Logger -> Log Event -> Log [stream] (stdout) -> Sink -> Your eyeballs

  • Logger: The thing you use to emit the log, typically an abstraction (e.g. Serilog, NLog, Log4net)
  • Log Event: The individual log itself
  • Log Stream (or 'the log'): stdout it's the unbuffered, time-ordered aggregation of all events and has no beginning or end.
  • Log Ship/Router: The transport that sends the stream to one or more sinks. (e.g. in process like log4net, out of process like fluentd)
  • Log Sink: The thing that you're actually looking at like a console, file, or index/search engine, or analytics/monitoring platform (e.g. splunk, datadog, appinsights, stackdriver, etc.)

There are packages and platforms that provide one or more of these pieces, but all of those pieces are always there. It makes 12FA logging make more sense when you're aware of them.


Is there an application that scoops up whatever is sent to stdout?

The page you linked to provides some examples of log management tools, but the simplest version of this would be just redirecting the output of your application to a file. So in bash node app.js > app.out. You could also split your stdout and stderr like node app.js 2> app.err 1> app.out.

You could additionally have some sort of service that collects the logs from this file, and then puts them indexes them for searching somewhere else.

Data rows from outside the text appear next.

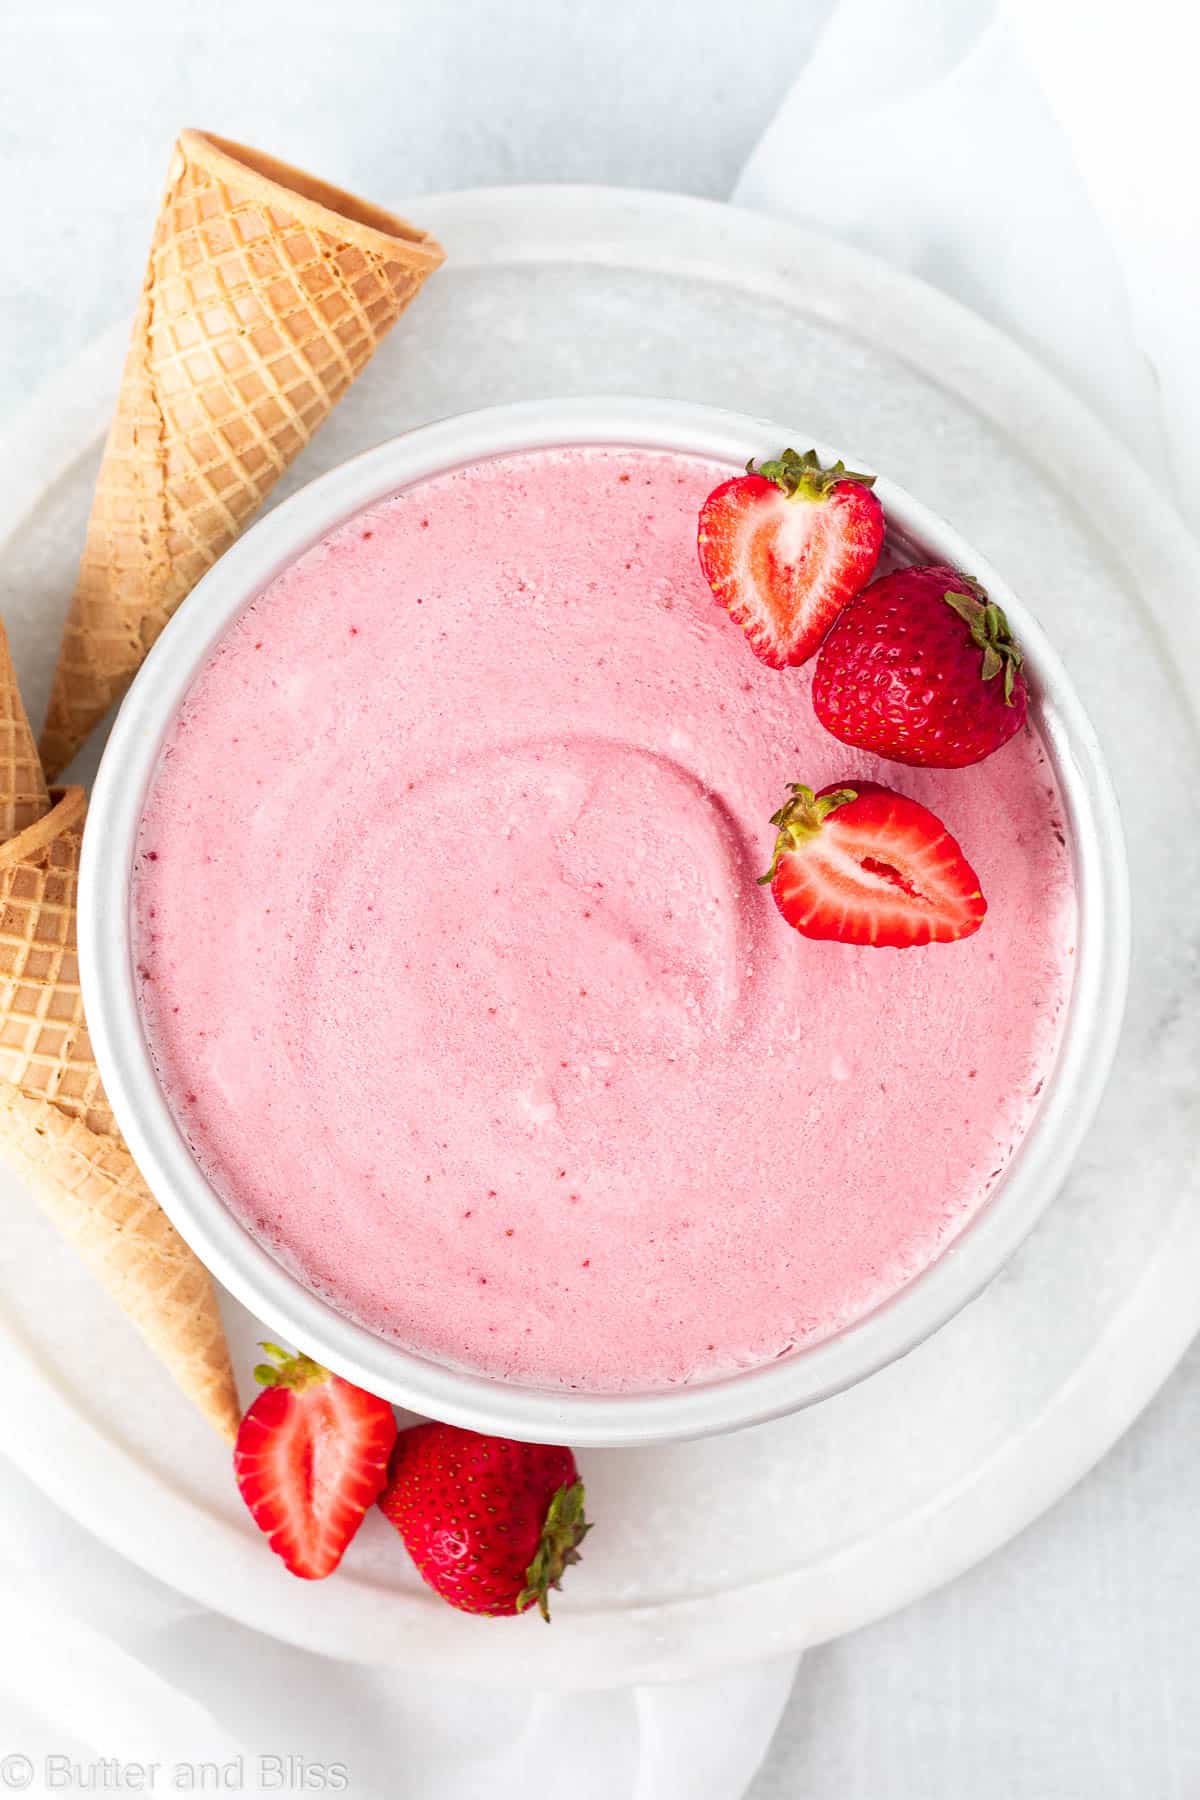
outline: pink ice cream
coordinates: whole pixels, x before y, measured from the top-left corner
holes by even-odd
[[[860,1317],[987,1198],[1056,1054],[1036,731],[945,773],[827,736],[700,574],[728,473],[540,452],[374,507],[229,631],[147,803],[144,1015],[196,1156],[311,1288],[459,1366],[650,1388]],[[769,815],[854,777],[959,838],[975,937],[784,924]]]

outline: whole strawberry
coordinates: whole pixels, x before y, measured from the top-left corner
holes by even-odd
[[[772,669],[815,656],[883,546],[873,475],[795,450],[723,481],[700,509],[700,566],[713,598]]]
[[[843,744],[961,769],[1007,744],[1028,693],[1008,620],[969,575],[897,569],[852,600],[821,646],[813,705]]]
[[[451,1606],[492,1617],[536,1605],[579,1561],[591,1526],[572,1453],[457,1425],[414,1425],[396,1439],[379,1504],[419,1573]]]

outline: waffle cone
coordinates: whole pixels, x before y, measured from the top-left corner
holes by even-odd
[[[181,134],[42,733],[51,779],[442,260],[391,213]]]
[[[0,1141],[63,1237],[227,1438],[238,1406],[216,1295],[119,1137],[0,1081]]]
[[[2,632],[0,647],[2,663]],[[0,814],[11,804],[0,793]],[[75,907],[86,810],[82,788],[56,790],[0,843],[0,1152],[184,1392],[232,1437],[237,1392],[212,1282],[125,1147],[84,1022]]]
[[[0,843],[49,811],[46,777],[0,625]]]

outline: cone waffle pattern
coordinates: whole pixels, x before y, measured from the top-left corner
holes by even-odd
[[[0,627],[0,677],[5,669],[11,679]],[[15,681],[11,696],[14,741],[25,743]],[[14,767],[24,765],[0,766],[0,781]],[[0,788],[0,816],[14,792]],[[184,1392],[232,1437],[237,1393],[212,1282],[125,1147],[84,1023],[75,916],[86,810],[82,788],[62,789],[0,842],[0,1150]]]
[[[237,1397],[212,1282],[119,1137],[0,1081],[4,1155],[92,1273],[225,1437]]]
[[[0,847],[0,1080],[53,1101],[101,1137],[116,1121],[83,1018],[75,897],[83,796],[68,789],[49,815],[52,835],[26,831]]]
[[[0,630],[0,843],[49,811],[42,760],[29,728],[8,640]]]
[[[391,214],[182,134],[42,735],[51,778],[441,261]]]

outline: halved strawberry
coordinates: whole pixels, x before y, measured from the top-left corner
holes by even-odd
[[[396,1421],[379,1400],[311,1357],[264,1344],[263,1384],[238,1431],[242,1499],[293,1575],[320,1581],[387,1482]]]
[[[928,807],[873,781],[790,792],[760,881],[805,937],[907,950],[979,930],[979,877]]]
[[[815,450],[723,481],[700,509],[700,566],[719,605],[772,669],[807,662],[883,545],[873,475],[823,469]]]

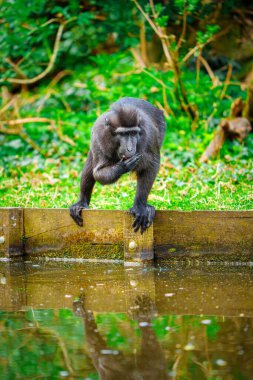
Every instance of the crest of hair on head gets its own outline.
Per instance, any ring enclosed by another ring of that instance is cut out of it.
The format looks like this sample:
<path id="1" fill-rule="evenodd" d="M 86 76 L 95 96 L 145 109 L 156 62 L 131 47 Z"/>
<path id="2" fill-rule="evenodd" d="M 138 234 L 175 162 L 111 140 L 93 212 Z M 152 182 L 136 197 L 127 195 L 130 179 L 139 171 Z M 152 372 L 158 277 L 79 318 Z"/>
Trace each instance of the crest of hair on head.
<path id="1" fill-rule="evenodd" d="M 138 125 L 139 117 L 138 111 L 135 107 L 130 105 L 120 106 L 114 109 L 117 112 L 119 124 L 124 127 L 134 127 Z"/>

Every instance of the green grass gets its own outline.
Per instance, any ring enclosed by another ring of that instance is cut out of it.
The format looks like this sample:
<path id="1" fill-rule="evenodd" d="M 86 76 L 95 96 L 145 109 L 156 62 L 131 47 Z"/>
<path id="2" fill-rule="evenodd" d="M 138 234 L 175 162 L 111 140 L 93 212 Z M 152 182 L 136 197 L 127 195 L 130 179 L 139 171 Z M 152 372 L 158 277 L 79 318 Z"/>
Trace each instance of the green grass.
<path id="1" fill-rule="evenodd" d="M 78 198 L 80 172 L 97 116 L 108 109 L 110 103 L 126 95 L 162 104 L 159 84 L 145 73 L 135 73 L 128 56 L 112 55 L 109 63 L 108 56 L 96 57 L 96 60 L 95 66 L 84 67 L 58 83 L 54 92 L 60 96 L 50 96 L 43 107 L 41 101 L 48 91 L 45 85 L 20 96 L 21 117 L 62 120 L 65 123 L 62 132 L 75 145 L 61 141 L 56 131 L 38 123 L 27 124 L 26 130 L 48 153 L 47 158 L 17 136 L 0 135 L 1 207 L 69 207 Z M 134 73 L 129 75 L 131 70 Z M 150 70 L 168 88 L 173 87 L 169 73 Z M 225 98 L 220 99 L 223 85 L 212 87 L 210 78 L 203 73 L 200 83 L 196 84 L 195 74 L 185 71 L 184 81 L 191 101 L 198 106 L 199 119 L 191 125 L 190 119 L 180 111 L 173 91 L 167 91 L 172 113 L 166 120 L 162 164 L 150 203 L 158 209 L 253 209 L 253 134 L 244 145 L 237 141 L 226 142 L 220 156 L 208 164 L 198 161 L 220 119 L 228 116 L 233 99 L 245 97 L 245 93 L 238 86 L 229 86 Z M 132 206 L 135 188 L 131 175 L 124 175 L 114 185 L 96 184 L 91 207 L 128 209 Z"/>
<path id="2" fill-rule="evenodd" d="M 222 158 L 198 164 L 196 146 L 192 147 L 195 139 L 179 135 L 175 146 L 168 142 L 169 136 L 168 132 L 161 169 L 149 197 L 151 204 L 178 210 L 253 209 L 253 162 L 244 157 L 246 147 L 228 143 Z M 251 144 L 252 140 L 250 137 Z M 235 148 L 238 151 L 233 153 Z M 78 198 L 84 160 L 80 156 L 70 162 L 55 158 L 41 166 L 34 158 L 28 167 L 13 167 L 7 178 L 1 178 L 0 206 L 68 207 Z M 96 184 L 91 207 L 127 209 L 133 203 L 135 188 L 134 175 L 124 175 L 110 186 Z"/>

The idea behind the suggestion to only log to stdout is to let the environment control what to do with the logs because the application doesn't necessarily know the environment that it will eventually run within. Furthermore, by treating all logs as an event stream, you leave the choice of what to do with this stream up to the environment. You may want to send the log stream directly to a log aggregation service for instance, or you may want to first preprocess it, and then stream the result somewhere else. If you mandate a specific output such as logging to a file, you reduce the portability of your service.

Two of the primary goals of the 12 factor guidelines are to be "suitable for deployment on modern cloud platforms" and to offer "maximum portability between execution environments". On a cloud platform where you might have ephemeral storage on your instance, or many instances running the same service, you'd want to aggregate your logs into some central store. By providing a log stream, you leave it up to the environment to coordinate how to do this. If you put them directly into a file, then you would have to tailor your environment to wherever each application has decided to put the logs in order to then redirect them to the central store. Using stdout for logs is thus primarily a useful convention.